Supercomputer
A supercomputer is a computer at the frontline of contemporary processing capacity--particularly speed of calculation.Supercomputers were introduced in the 1960s, designed initially and, for decades, primarily by Seymour Cray at Control Data Corporation (CDC), Cray Research and subsequent companies bearing his name or monogram. While the supercomputers of the 1970s used only a few processors, in the 1990s machines with thousands of processors began to appear and, by the end of the 20th century, massively parallel supercomputers with tens of thousands of "off-the-shelf" processors were the norm.
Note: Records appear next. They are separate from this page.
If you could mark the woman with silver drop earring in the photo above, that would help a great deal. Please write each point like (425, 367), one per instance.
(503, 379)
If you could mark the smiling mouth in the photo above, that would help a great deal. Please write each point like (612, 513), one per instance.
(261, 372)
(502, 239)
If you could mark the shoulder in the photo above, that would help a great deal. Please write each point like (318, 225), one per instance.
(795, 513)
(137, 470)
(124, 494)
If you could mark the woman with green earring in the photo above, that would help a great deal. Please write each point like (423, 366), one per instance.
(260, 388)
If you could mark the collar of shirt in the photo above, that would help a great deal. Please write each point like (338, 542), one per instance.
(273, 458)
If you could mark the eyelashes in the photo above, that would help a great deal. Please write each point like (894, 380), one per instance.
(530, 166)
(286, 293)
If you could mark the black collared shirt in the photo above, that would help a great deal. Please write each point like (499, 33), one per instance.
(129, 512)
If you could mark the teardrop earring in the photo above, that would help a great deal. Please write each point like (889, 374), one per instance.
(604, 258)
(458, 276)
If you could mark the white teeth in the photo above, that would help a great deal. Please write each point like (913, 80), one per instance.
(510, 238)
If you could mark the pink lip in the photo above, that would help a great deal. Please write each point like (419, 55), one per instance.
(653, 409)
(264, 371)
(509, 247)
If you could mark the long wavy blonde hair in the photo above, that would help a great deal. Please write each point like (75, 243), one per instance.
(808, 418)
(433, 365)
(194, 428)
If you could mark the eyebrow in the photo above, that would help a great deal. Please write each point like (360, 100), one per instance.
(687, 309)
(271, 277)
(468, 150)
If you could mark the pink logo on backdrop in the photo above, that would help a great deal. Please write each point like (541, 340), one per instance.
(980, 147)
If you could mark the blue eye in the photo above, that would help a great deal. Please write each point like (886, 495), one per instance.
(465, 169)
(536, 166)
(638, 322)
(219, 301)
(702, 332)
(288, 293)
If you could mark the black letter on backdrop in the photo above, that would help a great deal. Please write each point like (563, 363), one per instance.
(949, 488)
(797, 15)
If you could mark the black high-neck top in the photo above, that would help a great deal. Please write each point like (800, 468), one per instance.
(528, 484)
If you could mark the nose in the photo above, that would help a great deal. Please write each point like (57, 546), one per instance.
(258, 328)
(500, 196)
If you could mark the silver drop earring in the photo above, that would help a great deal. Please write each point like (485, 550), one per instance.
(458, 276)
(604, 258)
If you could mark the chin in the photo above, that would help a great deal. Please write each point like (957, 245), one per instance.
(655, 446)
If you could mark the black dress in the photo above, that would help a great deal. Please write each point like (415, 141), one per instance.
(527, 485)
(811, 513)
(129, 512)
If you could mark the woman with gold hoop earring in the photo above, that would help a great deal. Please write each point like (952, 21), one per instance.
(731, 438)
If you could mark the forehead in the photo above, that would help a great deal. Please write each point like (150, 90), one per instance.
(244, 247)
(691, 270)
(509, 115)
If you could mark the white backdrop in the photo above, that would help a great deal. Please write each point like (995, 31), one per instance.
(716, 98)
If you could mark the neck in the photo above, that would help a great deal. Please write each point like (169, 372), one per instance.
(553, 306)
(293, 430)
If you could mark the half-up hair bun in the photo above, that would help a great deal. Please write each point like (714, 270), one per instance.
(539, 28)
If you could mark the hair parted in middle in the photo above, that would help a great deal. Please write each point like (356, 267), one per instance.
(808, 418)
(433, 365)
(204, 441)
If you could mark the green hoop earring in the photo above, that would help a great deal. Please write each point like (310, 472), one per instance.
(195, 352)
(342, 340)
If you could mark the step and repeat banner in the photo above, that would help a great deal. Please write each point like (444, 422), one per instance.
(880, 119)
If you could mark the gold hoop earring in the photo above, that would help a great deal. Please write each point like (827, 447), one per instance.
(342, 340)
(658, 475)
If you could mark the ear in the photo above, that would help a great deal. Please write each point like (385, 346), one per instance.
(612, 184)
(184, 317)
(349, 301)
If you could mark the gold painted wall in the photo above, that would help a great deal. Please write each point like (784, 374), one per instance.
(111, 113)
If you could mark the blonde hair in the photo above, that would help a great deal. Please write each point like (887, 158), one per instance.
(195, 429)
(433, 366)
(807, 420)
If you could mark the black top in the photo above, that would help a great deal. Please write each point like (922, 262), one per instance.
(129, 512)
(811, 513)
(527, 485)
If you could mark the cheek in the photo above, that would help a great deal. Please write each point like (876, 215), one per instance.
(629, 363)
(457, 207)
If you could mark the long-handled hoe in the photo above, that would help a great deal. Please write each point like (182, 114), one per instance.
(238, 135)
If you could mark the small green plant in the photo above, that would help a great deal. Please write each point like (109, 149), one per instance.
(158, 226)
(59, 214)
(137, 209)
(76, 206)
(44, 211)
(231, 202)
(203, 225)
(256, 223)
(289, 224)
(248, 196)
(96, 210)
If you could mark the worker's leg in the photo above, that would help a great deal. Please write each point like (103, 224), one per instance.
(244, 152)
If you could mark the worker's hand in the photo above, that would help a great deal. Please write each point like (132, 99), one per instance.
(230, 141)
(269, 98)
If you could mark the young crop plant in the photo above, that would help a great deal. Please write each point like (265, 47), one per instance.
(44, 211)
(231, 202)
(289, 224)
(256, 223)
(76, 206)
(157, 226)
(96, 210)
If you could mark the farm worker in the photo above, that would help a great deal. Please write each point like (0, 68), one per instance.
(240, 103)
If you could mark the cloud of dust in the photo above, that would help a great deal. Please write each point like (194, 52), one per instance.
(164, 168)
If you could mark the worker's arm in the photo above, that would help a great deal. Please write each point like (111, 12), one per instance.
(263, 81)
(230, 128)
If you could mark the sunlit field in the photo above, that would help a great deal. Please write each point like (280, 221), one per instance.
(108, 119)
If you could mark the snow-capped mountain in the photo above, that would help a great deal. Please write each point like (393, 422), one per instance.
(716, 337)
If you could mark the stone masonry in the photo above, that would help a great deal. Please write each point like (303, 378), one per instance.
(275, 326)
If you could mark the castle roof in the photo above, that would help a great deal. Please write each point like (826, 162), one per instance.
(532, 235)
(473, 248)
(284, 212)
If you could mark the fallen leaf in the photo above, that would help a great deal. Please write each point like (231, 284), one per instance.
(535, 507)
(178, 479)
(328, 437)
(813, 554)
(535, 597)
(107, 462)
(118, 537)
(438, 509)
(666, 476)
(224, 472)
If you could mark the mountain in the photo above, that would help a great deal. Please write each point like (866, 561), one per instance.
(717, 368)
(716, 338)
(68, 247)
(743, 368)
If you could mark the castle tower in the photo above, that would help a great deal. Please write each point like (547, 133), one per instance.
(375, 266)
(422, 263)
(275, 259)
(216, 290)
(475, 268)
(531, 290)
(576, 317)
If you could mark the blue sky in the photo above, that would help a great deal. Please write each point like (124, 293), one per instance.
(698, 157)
As of June 2013, China's Tianhe-2 supercomputer is the fastest in the world at 33.86 petaFLOPS.
Systems with massive numbers of processors generally take one of two paths: In one approach (e.g., in distributed computing), a large number of discrete computers (e.g., laptops) distributed across a network (e.g., the internet) devote some or all of their time to solving a common problem; each individual computer (client) receives and completes many small tasks, reporting the results to a central server which integrates the task results from all the clients into the overall solution. In another approach, a large number of dedicated processors are placed in close proximity to each other (e.g. in a computer cluster); this saves considerable time moving data around and makes it possible for the processors to work together (rather than on separate tasks), for example in mesh and hypercube architectures.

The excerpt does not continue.